For Alyson Cambridge, an Upper West Side operatic soprano, the pandemic year proved, initially, to be “a real shock to the system.” Gigs were canceled or postponed one after another, she explained.
In the meantime, Cambridge devoted herself to new projects, like co-producing “Rock Me Amadeus,” a show for which she is planning to have a preview showcase in June. On May 3, she’ll make her 92Y debut with “Habanera” by Georges Bizet, “Song to the Moon” by Antonín Dvořák and “Vilja” by Franz Lehár. She’s hopeful that in-person collaboration — even if without a live audience — will increasingly begin to rebound.
“I’m itching to have those moments more and more; slowly, but surely,” Cambridge said. “We have a weekly sort of Zoom catch-up session with ... one of my agencies every week and it’s just very encouraging to get their take and their updates on sort of how and when things are coming back.”
For Phillips, the past year has been “kind of up and down,” with moments in which she didn’t care to make music and others in which she reconnected with her craft. Now, she’s begun singing for in-person audiences again and performed outdoors earlier this month at the Mainly Mozart Festival of Orchestras in San Diego, a drive-in concert during which listeners honked and flashed their car lights in lieu of clapping.
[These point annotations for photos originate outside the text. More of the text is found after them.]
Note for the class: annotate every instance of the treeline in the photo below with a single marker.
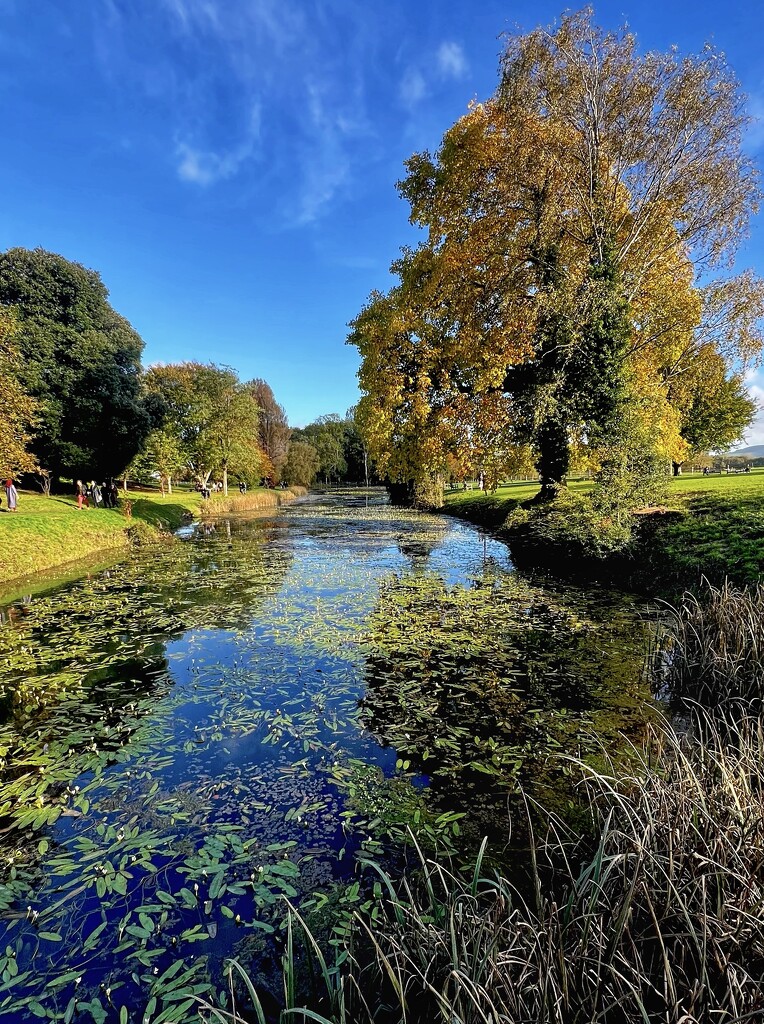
(75, 401)
(571, 305)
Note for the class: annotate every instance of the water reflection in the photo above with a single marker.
(209, 727)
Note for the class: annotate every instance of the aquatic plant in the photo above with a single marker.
(663, 922)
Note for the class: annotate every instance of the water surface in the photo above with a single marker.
(205, 730)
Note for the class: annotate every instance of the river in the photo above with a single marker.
(207, 729)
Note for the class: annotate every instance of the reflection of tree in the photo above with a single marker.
(364, 527)
(117, 624)
(478, 686)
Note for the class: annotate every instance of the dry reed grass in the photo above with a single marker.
(250, 502)
(713, 649)
(664, 923)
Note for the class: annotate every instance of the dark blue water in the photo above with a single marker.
(206, 731)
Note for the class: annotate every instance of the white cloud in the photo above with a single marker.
(755, 434)
(413, 88)
(305, 68)
(451, 60)
(205, 167)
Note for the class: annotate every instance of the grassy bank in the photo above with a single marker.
(713, 526)
(652, 913)
(49, 534)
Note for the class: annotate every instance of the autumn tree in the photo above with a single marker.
(273, 430)
(327, 436)
(302, 464)
(212, 418)
(80, 360)
(579, 230)
(17, 410)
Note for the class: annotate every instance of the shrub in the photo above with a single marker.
(569, 521)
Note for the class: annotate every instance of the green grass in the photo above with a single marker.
(49, 534)
(717, 530)
(46, 532)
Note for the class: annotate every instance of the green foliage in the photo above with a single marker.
(570, 522)
(720, 536)
(718, 415)
(17, 410)
(81, 364)
(272, 430)
(302, 464)
(211, 420)
(711, 650)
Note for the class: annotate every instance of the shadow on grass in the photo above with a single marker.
(161, 516)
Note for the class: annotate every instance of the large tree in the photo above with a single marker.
(580, 225)
(273, 430)
(81, 364)
(17, 410)
(302, 464)
(210, 417)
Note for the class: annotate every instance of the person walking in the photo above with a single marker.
(11, 496)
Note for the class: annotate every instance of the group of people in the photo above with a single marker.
(11, 496)
(102, 495)
(206, 489)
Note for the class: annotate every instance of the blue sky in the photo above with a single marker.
(228, 166)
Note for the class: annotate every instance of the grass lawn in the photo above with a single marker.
(718, 532)
(48, 532)
(51, 531)
(511, 494)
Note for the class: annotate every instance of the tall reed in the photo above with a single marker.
(713, 649)
(665, 921)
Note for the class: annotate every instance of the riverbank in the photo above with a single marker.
(712, 526)
(50, 534)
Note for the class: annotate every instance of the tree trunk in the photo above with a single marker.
(554, 456)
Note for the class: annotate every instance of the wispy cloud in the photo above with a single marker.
(208, 62)
(205, 167)
(451, 60)
(755, 434)
(413, 88)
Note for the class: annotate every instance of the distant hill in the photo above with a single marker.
(755, 451)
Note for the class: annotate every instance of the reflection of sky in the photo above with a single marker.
(302, 638)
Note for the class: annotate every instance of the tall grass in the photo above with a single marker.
(664, 922)
(713, 653)
(251, 501)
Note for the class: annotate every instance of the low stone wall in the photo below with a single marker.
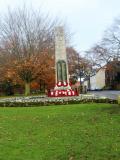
(46, 101)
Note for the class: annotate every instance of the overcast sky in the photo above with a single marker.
(86, 18)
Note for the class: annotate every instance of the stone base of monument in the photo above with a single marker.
(62, 91)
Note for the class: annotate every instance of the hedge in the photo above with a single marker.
(56, 102)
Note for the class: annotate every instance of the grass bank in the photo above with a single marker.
(70, 132)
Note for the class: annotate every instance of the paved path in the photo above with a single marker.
(108, 94)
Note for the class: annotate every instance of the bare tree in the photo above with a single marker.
(24, 35)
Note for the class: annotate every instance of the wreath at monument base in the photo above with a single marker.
(62, 84)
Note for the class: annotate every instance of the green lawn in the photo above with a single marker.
(70, 132)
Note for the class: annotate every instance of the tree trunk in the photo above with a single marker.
(27, 88)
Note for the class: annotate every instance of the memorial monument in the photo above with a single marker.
(62, 86)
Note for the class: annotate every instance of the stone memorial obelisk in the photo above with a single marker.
(61, 65)
(62, 86)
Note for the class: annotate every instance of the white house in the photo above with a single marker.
(96, 81)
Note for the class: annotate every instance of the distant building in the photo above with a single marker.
(107, 77)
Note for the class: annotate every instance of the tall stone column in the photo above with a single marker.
(61, 64)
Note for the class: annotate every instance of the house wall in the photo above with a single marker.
(98, 81)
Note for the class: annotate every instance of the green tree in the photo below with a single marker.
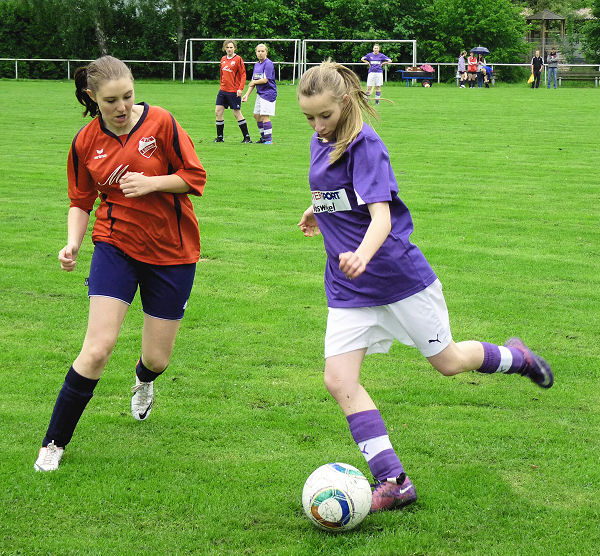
(591, 32)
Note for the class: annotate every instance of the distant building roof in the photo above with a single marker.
(545, 15)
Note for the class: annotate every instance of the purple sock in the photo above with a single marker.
(501, 359)
(369, 432)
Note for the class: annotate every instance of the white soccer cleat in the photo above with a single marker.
(49, 458)
(142, 400)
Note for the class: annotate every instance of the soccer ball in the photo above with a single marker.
(336, 497)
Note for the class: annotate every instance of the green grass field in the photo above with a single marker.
(503, 187)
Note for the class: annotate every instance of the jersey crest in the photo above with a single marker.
(147, 146)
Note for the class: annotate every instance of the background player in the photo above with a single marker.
(379, 285)
(375, 60)
(233, 80)
(142, 165)
(263, 78)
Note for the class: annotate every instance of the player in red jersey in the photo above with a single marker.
(233, 80)
(141, 165)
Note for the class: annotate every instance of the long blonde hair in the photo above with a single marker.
(338, 80)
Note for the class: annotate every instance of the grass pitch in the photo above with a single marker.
(503, 187)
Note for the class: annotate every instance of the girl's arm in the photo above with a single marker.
(308, 223)
(134, 184)
(353, 264)
(77, 223)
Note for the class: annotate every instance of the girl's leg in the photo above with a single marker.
(243, 126)
(158, 340)
(220, 122)
(259, 124)
(368, 430)
(267, 128)
(514, 357)
(105, 319)
(377, 94)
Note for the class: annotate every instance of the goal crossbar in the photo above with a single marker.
(188, 51)
(305, 42)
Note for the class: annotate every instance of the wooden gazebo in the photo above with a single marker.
(546, 16)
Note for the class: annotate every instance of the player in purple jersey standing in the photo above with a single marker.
(263, 78)
(375, 60)
(379, 285)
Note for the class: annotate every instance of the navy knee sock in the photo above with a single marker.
(74, 395)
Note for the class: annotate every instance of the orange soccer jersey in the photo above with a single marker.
(233, 74)
(158, 228)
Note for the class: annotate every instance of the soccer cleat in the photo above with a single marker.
(536, 368)
(49, 458)
(389, 495)
(142, 400)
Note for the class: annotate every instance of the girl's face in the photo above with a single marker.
(230, 49)
(115, 99)
(261, 53)
(323, 113)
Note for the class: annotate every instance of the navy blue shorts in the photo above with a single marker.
(229, 100)
(164, 289)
In Phillips’ eyes, singing for a live, in-person audience is integral to the art of performance. In mid-May, at 92Y, she’ll perform Franz Schubert’s “The Shepherd on the Rock” as well as “Chavah’s Daughters Speak” by composer James Lee III.
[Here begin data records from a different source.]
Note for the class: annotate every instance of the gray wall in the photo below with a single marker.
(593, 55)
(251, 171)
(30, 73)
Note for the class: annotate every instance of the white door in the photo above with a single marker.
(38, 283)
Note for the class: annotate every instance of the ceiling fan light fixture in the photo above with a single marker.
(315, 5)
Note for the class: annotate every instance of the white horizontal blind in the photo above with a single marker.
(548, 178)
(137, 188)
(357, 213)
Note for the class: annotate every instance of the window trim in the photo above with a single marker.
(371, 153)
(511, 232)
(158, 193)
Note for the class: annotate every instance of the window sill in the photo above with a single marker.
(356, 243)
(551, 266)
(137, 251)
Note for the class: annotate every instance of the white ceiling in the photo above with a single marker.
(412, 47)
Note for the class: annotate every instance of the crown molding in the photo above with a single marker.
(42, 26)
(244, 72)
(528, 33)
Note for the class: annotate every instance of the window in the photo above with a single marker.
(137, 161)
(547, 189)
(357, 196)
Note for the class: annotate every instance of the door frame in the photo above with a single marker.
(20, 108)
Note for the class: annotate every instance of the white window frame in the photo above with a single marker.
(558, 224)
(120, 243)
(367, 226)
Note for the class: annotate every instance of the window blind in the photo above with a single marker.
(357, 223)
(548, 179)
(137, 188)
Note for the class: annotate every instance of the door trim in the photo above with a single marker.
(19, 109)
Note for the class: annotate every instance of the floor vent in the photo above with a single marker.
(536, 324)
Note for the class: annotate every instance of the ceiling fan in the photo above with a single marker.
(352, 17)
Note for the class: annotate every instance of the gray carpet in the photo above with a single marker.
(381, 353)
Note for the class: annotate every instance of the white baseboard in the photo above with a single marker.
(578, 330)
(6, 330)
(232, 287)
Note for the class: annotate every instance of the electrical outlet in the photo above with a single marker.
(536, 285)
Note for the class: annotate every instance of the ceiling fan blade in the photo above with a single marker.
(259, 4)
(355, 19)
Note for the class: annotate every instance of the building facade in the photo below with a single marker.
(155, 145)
“I found myself repelled by trying to collaborate virtually to a video,” Phillips explained of some alternatives to traditional performances during the pandemic. “I find, for me, that the music is in the moment — the music’s in the room.”
Large (Digital) Crowds
Online performances and programming, however, have drawn large (digital) crowds to 92Y over the past year, while COVID-19 has put live, in-person performances on pause.
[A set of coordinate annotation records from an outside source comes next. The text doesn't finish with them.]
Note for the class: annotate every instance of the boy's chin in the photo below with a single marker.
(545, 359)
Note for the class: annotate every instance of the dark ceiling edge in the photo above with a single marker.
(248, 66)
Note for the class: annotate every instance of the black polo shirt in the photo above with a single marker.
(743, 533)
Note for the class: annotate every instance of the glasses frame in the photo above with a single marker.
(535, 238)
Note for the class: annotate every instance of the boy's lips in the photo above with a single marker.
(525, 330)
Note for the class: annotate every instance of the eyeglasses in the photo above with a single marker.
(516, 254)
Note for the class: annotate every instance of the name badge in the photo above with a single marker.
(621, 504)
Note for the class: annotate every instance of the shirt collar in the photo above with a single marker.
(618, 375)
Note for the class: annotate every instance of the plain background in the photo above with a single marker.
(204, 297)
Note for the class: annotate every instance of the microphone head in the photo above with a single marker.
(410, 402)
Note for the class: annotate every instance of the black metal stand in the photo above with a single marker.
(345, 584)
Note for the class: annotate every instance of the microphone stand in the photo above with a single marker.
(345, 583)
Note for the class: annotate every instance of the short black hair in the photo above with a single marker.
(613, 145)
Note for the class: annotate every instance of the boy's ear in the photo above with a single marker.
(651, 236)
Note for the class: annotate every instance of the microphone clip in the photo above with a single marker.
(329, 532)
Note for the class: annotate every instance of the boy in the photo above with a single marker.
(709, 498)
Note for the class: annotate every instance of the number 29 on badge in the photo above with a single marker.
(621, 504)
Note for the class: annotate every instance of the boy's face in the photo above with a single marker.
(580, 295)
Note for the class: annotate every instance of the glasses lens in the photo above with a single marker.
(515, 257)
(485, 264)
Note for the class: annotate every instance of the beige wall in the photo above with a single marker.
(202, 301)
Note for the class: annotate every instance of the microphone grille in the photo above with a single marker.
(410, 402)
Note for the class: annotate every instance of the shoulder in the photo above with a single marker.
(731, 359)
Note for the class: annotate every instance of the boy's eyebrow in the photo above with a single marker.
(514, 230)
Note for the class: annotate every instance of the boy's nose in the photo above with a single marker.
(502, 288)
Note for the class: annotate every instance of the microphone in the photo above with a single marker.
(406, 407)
The organization’s online platform has brought in over 4 million views, according to a press release, and roughly 60 percent of tickets for digital programming were purchased by people new to 92Y and from outside the city. Pinsky explained that moving the organization’s events online has attracted a broader audience, geographically, than 92Y has “ever reached before.”
In a normal year, 92Y would attract around 300,000 people to its programs, he said.
Even as the “Almost Home” performances unfold in-person, they will also be streamed online for remote viewers. And Pinsky intends for digital programming to stick around a while longer, given its success during the pandemic.
“I think that that’s a really important part,” he said, “of our future.”